DTI has many advantages to its use in the clinical setting when examining and diagnosing SCIs compared to plain MRI. Bihan et al. reported that DTI as a quantitative method reflects the properties of tissues while being able to be compared between patients or be compared overtime without a need for standardization.[22] Soares et al. detailed that DTI allows for the visualization of abnormalities in spinal cord tracts.[35] They also show how variables in DTI can relate to microstructures leading to diagnosis of myelination levels and axonal injury. Kamble et al. similarly revealed that DTI can show this diffuse axonal injury as previously mentioned, in addition to demyelination, even when traditional CT and MRI show normal anatomy.[15] Because DTI can show microstructures and their boundaries, Patel et al. and Loy et al. reported that DTI is useful in the classification of SCI severity.[25,30]

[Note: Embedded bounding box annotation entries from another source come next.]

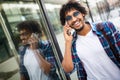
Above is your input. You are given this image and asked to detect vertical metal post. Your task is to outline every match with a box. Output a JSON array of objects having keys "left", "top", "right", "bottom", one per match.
[
  {"left": 86, "top": 0, "right": 94, "bottom": 22},
  {"left": 36, "top": 0, "right": 67, "bottom": 80}
]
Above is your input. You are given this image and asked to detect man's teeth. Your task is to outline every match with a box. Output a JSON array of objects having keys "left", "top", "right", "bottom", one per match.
[{"left": 74, "top": 22, "right": 79, "bottom": 25}]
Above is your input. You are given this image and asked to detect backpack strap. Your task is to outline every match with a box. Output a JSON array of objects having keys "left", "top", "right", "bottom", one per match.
[{"left": 96, "top": 23, "right": 120, "bottom": 63}]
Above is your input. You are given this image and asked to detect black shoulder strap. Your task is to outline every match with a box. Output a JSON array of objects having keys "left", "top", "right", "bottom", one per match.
[{"left": 96, "top": 23, "right": 120, "bottom": 63}]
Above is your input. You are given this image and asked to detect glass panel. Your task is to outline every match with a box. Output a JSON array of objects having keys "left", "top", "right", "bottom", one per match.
[
  {"left": 0, "top": 26, "right": 12, "bottom": 63},
  {"left": 0, "top": 1, "right": 62, "bottom": 80}
]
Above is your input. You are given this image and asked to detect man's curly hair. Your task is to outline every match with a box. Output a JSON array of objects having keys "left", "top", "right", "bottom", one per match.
[{"left": 60, "top": 0, "right": 87, "bottom": 25}]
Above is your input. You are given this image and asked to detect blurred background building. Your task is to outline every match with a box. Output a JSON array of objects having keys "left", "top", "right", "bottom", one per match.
[{"left": 0, "top": 0, "right": 120, "bottom": 80}]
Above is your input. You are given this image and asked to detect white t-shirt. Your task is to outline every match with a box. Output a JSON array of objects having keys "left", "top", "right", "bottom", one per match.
[
  {"left": 76, "top": 30, "right": 120, "bottom": 80},
  {"left": 24, "top": 49, "right": 48, "bottom": 80}
]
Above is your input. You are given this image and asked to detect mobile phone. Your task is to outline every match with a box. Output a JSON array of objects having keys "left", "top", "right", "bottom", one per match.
[
  {"left": 31, "top": 33, "right": 38, "bottom": 39},
  {"left": 65, "top": 22, "right": 75, "bottom": 36},
  {"left": 26, "top": 33, "right": 38, "bottom": 46},
  {"left": 67, "top": 29, "right": 75, "bottom": 36}
]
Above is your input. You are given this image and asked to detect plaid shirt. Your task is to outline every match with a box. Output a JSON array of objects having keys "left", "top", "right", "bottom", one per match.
[
  {"left": 19, "top": 41, "right": 59, "bottom": 80},
  {"left": 71, "top": 22, "right": 120, "bottom": 80}
]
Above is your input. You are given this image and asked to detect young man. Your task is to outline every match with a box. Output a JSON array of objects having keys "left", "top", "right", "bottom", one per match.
[
  {"left": 17, "top": 20, "right": 59, "bottom": 80},
  {"left": 60, "top": 1, "right": 120, "bottom": 80}
]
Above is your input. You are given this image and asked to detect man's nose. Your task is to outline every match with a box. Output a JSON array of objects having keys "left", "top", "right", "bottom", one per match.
[{"left": 72, "top": 16, "right": 77, "bottom": 21}]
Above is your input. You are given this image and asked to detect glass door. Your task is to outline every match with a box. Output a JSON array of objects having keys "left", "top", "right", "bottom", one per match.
[{"left": 0, "top": 0, "right": 65, "bottom": 80}]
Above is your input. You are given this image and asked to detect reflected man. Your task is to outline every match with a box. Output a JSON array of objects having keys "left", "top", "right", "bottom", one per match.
[{"left": 17, "top": 20, "right": 59, "bottom": 80}]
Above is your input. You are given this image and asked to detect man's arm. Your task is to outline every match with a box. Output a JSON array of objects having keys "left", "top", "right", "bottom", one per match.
[
  {"left": 62, "top": 24, "right": 74, "bottom": 73},
  {"left": 35, "top": 50, "right": 51, "bottom": 74}
]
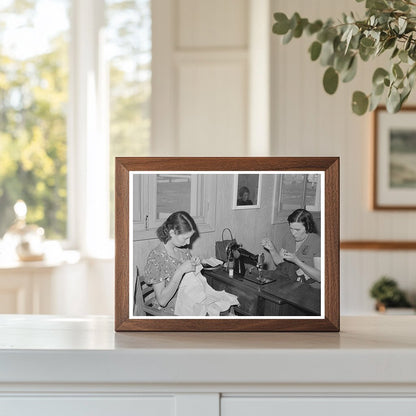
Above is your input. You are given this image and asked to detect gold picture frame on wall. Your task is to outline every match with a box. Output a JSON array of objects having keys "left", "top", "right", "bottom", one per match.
[
  {"left": 115, "top": 157, "right": 339, "bottom": 331},
  {"left": 373, "top": 107, "right": 416, "bottom": 210}
]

Further, Patel et al. continued to discuss that DTI is more sensitive to SCI severity classification than other imaging modalities.[30] In another study done by Chang et al., they utilized quantified analyses of DTI, using fiber tractography (FT), and were better able to correlate findings with neurological impairments when compared to routine MRI.[6] On a temporal scale, Patel et al. demonstrated DTI measurements showing stable predictions of SCI severity in the subacute time period (>6 h from onset), and Kim et al. push that boundary further in their study detailing accurate assessments of white matter integrity 3 h post-SCI.[17,30]

All in all, DTI is both a sensitive and specific test for SCI within the white matter.[25] By accurately assessing SCI severity earlier on in its time course, earlier diagnoses and treatment plans can be formulated. All of this combined allow for improved monitoring and long-term prognosis.[17] Both Kamble et al. and Patel et al. also noted how SCI assessed with DTI is a better long-term predictor of motor function recovery and does so with greater accuracy than routine MRI.[15,30] Of course, DTI would not be without its disadvantages, but, because there are multiple imaging modalities within DTI, some of the disadvantages can be mitigated.

Disadvantages

DTI appearance is based on the premise that the direction of the fastest diffusion indicates the direction of the fibers as reported by Bihan et al.[22] This becomes further complicated when artifacts are introduced into the read out. This leads to errors in diffusion orientation and thus fiber orientation reconstruction is skewed.[35] DTI hardware maintains the ability to remove interfering artifacts, yet this needs to be done with specific, unique parameters, and algorithms that are not standard across all hardware as Soares et al. report.[35] Bihan et al. also noted that the diffusion measurement relies on an ADC that is unique to separate compartments of tissue being studied.[22] Between extracellular versus intracellular, ideally these subcompartments, would need to be separated and analyzed individually by DTI.

DTI is a difficult technique to analyze and implement on the spinal cord. The artifacts created by the imaging overlay the smaller size of the cord, as well, the physiologic motion created by the heart and lungs distort the image further.[40]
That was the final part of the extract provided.